Później Michał kupił nową wodę toaletową, zaczął inaczej się ubierać i coraz częściej wymyślał, że „trzeba pracować nad związkiem, bo nie wszystko mu odpowiada”. Nic z tego nie rozumiałam.

– Tak po prostu? Po ponad 10 latach wspólnego życia nagle ci coś nie pasuje? – odpowiedziałam ze złością, bo naprawdę zdenerwował mnie tą swoją sugestią.

– Wiesz, Lucynka mówi, że związek to nie tylko przyzwyczajenie do siebie, bo na tym niczego się tak naprawdę nie zbuduje. To przede wszystkim rozwój – zaczął wyliczać, a ja zrobiłam wielkie oczy.

– Ale o co ci chodzi?

– Hm, no Lucynka twierdzi, że potrzeba nam trochę świeżości.

A więc już nie sąsiadka. Nie dość, że zdrabnia to jej imię, a do mnie nigdy nie mówi Madziu. To do tego jeszcze ona stała się dla niego jakąś terapeutką. Kobietą, która wie lepiej, co dla nas dobre. Prawdziwym guru w sprawie związków. Tylko niby dlaczego sama się rozwiodła? Skoro tyle wiedziała o podtrzymywaniu świeżości i znała cudowne sposoby na udane małżeńskie relacje?

Musiałam powiedzieć „dość”

Nie zamierzałam siedzieć z założonymi rękami. Wiedziałam, że z takimi kobietami jak Lucyna nie ma co się szczypać. One nie rozumieją aluzji, subtelnych uwag ani cichych złośliwości rzucanych w ich stronę niby od niechcenia. Z takimi trzeba konkretnie. Bardzo konkretnie.

Zaczęłam od tego, że zaprosiłam ją na kawę. Tak, do nas. Michał był zdziwiony, ale nie oponował. Sama przecież też mogę się spotykać z sąsiadkami, prawda?

– O, nie sądziłam, że to zaproszenie jest na poważnie – powiedziała Lucyna z teatralnym uśmiechem, rozglądając się po naszym salonie, jakby doskonale od dawna go nie znała.

– A jednak. Usiądź, proszę. To moja ulubiona zastawa i zazwyczaj piję z niej tylko ja sama. Ale dla ciebie zrobię wyjątek.

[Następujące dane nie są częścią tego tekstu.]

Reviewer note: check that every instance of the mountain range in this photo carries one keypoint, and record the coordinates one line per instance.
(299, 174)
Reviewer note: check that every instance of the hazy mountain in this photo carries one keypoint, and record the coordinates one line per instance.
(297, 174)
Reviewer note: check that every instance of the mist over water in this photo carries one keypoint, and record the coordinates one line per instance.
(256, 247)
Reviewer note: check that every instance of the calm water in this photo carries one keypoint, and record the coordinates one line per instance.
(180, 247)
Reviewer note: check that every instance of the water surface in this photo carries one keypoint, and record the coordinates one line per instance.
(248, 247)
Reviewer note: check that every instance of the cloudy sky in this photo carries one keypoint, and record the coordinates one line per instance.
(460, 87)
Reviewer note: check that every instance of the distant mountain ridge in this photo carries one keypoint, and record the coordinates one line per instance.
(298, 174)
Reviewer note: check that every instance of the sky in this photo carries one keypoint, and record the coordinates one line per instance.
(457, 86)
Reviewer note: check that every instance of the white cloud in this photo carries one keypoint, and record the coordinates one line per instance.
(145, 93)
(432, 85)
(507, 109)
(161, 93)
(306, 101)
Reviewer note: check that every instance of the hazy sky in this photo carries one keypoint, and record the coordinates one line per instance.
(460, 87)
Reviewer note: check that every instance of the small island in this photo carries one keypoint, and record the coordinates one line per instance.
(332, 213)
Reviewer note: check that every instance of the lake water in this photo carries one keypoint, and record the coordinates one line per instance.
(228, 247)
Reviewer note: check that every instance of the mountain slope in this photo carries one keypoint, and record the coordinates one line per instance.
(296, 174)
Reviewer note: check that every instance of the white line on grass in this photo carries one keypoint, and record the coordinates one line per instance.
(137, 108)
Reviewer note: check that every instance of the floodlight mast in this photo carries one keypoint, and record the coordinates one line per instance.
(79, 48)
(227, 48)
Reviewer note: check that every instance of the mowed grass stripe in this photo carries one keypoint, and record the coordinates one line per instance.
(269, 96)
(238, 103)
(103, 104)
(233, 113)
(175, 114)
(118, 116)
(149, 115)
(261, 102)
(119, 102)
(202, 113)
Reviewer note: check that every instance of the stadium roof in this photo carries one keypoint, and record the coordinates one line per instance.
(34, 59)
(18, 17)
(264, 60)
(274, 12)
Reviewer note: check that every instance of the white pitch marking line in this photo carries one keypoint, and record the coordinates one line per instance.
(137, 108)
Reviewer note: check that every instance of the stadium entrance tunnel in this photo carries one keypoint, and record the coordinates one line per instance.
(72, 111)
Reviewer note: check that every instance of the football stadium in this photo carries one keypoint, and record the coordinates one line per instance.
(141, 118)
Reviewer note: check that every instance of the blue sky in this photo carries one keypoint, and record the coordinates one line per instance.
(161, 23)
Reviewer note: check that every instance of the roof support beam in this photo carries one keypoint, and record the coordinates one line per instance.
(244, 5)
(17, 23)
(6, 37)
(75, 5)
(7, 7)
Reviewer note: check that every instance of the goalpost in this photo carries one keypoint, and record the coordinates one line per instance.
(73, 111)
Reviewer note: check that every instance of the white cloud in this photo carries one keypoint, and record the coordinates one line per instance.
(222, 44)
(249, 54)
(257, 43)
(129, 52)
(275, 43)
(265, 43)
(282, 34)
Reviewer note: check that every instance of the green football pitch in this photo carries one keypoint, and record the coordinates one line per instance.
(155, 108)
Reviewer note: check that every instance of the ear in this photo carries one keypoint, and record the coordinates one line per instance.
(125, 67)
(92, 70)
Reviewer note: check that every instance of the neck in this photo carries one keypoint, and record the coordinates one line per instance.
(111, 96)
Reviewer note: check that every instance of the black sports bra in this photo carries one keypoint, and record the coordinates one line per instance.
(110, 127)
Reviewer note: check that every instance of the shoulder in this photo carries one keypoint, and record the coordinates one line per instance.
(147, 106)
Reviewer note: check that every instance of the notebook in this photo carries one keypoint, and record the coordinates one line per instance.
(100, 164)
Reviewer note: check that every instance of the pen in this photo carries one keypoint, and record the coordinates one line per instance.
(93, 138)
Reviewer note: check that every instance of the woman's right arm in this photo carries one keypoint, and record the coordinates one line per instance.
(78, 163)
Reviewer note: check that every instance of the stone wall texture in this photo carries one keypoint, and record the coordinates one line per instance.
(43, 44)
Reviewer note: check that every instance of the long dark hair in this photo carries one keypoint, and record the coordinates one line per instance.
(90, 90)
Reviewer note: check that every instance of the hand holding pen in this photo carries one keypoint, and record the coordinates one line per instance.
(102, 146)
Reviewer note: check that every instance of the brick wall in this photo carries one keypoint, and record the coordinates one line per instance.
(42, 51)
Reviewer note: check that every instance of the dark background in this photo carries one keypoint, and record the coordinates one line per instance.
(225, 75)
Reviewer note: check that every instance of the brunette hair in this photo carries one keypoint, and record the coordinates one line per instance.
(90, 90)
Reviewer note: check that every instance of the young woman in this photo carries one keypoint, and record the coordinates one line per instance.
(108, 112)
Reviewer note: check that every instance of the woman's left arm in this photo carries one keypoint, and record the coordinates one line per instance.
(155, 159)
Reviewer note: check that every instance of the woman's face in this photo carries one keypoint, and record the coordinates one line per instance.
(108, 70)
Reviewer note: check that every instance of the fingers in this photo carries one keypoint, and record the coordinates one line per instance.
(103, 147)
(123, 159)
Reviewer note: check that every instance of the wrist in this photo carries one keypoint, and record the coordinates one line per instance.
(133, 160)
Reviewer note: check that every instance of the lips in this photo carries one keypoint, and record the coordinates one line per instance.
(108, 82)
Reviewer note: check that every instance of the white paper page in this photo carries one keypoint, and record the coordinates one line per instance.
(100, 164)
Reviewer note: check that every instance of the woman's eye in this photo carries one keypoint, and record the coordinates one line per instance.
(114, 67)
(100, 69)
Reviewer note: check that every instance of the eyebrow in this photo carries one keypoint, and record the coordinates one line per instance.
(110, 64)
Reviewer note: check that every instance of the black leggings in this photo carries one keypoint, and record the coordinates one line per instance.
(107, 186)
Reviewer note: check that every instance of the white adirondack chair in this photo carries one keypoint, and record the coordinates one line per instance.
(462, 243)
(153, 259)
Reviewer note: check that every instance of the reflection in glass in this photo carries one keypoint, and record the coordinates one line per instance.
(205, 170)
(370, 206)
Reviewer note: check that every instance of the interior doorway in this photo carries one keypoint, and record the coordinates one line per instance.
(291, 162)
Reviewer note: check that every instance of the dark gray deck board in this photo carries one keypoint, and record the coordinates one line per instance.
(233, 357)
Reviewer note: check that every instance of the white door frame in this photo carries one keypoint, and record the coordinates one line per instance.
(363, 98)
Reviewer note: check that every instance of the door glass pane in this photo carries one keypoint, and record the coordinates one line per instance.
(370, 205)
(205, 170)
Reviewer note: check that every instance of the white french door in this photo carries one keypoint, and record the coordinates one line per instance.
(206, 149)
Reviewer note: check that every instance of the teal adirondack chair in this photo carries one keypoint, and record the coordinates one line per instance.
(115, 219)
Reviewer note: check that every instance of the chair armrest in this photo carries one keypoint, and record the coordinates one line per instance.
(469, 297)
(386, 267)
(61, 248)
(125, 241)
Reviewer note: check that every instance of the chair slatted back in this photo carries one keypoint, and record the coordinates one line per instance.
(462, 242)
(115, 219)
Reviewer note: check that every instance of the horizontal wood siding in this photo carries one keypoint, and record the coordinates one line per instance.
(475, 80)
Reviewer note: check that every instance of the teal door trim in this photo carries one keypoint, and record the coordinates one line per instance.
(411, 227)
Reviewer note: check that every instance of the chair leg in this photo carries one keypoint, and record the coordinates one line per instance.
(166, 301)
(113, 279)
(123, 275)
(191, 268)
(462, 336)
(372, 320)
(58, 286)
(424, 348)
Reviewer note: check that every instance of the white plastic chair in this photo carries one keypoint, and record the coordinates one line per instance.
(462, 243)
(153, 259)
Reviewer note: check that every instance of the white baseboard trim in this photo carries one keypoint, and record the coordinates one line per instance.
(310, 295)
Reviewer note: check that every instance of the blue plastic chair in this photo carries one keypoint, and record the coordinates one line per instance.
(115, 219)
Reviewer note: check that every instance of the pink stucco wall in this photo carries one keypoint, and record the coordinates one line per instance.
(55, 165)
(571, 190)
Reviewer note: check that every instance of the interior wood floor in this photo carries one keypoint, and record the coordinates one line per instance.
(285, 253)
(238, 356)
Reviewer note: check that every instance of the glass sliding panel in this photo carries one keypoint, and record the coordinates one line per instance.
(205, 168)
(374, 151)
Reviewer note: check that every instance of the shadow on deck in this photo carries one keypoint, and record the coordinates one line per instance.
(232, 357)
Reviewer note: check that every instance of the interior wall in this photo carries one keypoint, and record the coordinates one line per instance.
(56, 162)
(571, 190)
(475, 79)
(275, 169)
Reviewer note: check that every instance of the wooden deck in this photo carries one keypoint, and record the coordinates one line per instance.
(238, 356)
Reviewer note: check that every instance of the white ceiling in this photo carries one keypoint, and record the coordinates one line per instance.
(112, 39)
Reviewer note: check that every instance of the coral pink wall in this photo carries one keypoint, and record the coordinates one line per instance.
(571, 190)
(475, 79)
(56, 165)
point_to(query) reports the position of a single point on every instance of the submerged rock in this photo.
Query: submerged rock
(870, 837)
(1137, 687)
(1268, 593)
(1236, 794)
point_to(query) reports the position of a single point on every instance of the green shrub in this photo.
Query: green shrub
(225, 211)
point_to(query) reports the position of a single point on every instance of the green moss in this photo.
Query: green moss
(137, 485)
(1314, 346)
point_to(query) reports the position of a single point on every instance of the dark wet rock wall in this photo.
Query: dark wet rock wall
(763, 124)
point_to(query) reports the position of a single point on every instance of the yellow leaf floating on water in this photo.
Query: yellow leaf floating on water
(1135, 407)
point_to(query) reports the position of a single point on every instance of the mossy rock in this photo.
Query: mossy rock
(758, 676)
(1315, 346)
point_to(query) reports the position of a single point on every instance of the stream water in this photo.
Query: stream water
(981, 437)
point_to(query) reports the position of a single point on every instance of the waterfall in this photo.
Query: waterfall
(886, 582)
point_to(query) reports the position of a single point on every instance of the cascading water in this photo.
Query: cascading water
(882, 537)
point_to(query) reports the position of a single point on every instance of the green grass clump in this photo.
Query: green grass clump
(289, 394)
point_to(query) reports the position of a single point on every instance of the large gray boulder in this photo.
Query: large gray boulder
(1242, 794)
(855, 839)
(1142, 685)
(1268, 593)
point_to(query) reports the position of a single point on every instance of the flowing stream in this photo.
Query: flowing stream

Popatrzyła na mnie zdziwiona. Jednak prawdziwa bomba dopiero miała na nią spaść. Miałam co do niej jasny plan.

Otworzyłam jej oczy

– Wiesz, Lucyno... – zaczęłam z uśmiechem. – Mój mąż może nie jest idealny. Czasami zostawia góry brudnych naczyń w zlewie, chrapie jak traktor i zapomina o moich imieninach średnio co drugi rok. Ale wiesz, co jest w nim wyjątkowego?

Zamilkła. Próbowała coś powiedzieć, ale nie dałam jej szansy.

– Ma mnie. A ja jestem kobietą, która się nie poddaje. Nie zamierzam poddać swojego małżeństwa tylko dlatego, że komuś na górze nudzi się po rozwodzie.

Lucyna zaczęła coś mamrotać, ale widocznie mina jej zrzedła. Michał w tym czasie stał jak wmurowany.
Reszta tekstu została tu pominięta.